February: We'll be doing something Shakespearean with a special guest, who actually taught my children when they were in elementary school.

March: Digging to America by Anne Tyler is a story about two families who adopt Korean children. Tyler is an excellent writer, popular with women, and I'm sure there will be enough stereotypes to go around.

April: Amazing Grace by Steve Turner, a pop/rock journalist, is the book [or part of it] about the hymn on which the movie was based.

May: I'm proud of you by Tim Madigan, yet another journalist, the story of Mr. Rogers.

Also suggested (but we only choose 9) was Unknown world by E. J. Edwards, Snow falling on Cedars by David Guterson, For the Glory of God by Rodney Stark, and Religious literacy by Stephen Prothero. I scored 100% on .Prothero's quiz, and 71% scored 80 or above

Monday, April 30, 2007

3767

Walking with 1776 by David McCullough

Four miles yesterday and two miles today, 45 miles for my 50 miles of Easter Walk (it started to rain so I quit). I'm in chapter two, "Rabble in Arms." Deeply moving to know the deprivation, hardship, and yes, ignorance that undergirded the poorly clothed and dirty men in the army of General Washington. It was a very long war, and the book just covers one year. Today I listened to the story of 16 year old John Greenwood, a fifer, from Boston.

"After reaching the army encampments, he was urged to enlist, with the promise of $8 a month. Later, passing through Cambridge, he learned of the battle raging at Bunker Hill. Wounded men were being laid out on the Common. "Everywhere the greatest terror and confusion seemed to prevail." The boy started running along the road that led to the battle, past wagons carrying more casualties and wounded men struggling back to Cambridge on foot. Terrified, he wished he had never enlisted. "I could positively feel my hair stand on end." But then he saw a lone soldier coming down the road.

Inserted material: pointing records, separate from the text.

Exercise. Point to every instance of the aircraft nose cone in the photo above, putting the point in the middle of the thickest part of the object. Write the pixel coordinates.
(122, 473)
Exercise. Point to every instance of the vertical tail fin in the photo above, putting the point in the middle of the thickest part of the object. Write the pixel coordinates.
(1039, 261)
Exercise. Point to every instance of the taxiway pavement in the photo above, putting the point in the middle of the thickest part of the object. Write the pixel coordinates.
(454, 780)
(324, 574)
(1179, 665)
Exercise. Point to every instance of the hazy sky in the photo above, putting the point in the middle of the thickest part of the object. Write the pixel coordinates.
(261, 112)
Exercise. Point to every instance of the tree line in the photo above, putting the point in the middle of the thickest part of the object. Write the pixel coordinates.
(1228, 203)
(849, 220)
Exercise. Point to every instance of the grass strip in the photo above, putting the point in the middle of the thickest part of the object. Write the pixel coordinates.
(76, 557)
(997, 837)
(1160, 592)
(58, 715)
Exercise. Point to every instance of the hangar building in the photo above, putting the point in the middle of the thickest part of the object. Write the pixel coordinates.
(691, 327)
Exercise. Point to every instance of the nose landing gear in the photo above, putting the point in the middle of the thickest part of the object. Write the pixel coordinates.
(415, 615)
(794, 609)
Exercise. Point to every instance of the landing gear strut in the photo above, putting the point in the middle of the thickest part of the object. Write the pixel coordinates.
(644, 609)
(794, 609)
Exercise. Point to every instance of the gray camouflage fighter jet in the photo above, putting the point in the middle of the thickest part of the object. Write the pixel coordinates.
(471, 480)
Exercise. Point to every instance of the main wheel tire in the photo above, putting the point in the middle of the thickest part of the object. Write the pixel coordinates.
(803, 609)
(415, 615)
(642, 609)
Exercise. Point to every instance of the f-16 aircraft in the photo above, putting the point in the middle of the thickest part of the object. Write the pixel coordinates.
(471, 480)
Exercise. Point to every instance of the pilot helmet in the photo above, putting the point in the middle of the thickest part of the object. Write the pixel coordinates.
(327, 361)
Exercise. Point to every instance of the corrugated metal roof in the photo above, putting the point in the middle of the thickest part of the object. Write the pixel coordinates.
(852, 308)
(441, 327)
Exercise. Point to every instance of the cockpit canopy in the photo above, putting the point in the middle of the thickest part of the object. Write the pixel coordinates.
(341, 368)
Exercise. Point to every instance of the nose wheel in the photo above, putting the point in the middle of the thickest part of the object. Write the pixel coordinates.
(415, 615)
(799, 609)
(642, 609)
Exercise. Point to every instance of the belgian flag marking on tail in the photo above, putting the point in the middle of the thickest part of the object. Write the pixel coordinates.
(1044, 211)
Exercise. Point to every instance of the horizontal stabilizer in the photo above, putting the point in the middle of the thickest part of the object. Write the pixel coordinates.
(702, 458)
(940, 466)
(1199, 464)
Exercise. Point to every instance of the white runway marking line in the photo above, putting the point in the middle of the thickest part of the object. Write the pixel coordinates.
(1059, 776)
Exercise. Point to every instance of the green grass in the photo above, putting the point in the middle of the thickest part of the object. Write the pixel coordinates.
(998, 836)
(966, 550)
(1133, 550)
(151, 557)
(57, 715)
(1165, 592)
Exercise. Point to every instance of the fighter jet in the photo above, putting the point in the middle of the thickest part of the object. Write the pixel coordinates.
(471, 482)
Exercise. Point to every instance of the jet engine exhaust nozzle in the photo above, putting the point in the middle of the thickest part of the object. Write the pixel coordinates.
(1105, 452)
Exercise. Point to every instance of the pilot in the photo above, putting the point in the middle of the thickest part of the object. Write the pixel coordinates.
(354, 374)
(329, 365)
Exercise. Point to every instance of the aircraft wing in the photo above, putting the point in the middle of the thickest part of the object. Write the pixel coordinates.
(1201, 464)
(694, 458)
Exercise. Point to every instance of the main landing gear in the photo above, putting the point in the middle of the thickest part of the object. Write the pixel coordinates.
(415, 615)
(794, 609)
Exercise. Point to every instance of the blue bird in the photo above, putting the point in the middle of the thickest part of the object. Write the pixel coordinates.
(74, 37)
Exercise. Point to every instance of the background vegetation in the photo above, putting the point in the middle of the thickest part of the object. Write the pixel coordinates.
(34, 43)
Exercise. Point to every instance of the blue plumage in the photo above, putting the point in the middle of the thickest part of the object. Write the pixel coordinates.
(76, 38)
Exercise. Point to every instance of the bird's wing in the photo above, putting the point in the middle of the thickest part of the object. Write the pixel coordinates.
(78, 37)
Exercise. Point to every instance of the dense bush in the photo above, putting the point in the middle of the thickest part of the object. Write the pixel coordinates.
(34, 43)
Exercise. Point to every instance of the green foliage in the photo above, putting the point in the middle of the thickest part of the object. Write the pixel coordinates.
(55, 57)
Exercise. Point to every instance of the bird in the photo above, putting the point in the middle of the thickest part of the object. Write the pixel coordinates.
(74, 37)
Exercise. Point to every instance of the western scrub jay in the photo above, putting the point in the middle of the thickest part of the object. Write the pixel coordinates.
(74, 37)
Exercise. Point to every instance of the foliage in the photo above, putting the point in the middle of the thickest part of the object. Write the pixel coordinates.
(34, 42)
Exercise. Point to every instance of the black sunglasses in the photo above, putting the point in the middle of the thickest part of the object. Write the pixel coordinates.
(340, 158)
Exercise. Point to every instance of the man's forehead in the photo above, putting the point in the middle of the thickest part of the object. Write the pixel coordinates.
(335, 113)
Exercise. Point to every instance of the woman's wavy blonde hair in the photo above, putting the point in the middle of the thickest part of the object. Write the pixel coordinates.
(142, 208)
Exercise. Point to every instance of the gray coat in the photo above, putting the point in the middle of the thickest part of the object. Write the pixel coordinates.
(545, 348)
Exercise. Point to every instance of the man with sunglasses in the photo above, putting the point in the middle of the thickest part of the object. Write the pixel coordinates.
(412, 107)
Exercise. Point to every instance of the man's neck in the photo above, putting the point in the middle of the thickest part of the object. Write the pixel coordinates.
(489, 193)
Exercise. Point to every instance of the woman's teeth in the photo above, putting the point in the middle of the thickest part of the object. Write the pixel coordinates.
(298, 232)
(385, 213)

. . . a Negro man, wounded in the back of his neck, passed me and, his collar being open and he not having anything on except his shirt and trousers, I saw the wound quite plainly and the blood running down his back. I asked him if it hurt him much, as he did not seem to mind it. He said no, that he was only to get a plaster put on it and meant to return. You cannot conceive what encouragement this immediately gave me. I began to feel brave and like a soldier from that moment, and fear never troubled me afterward during the whole war.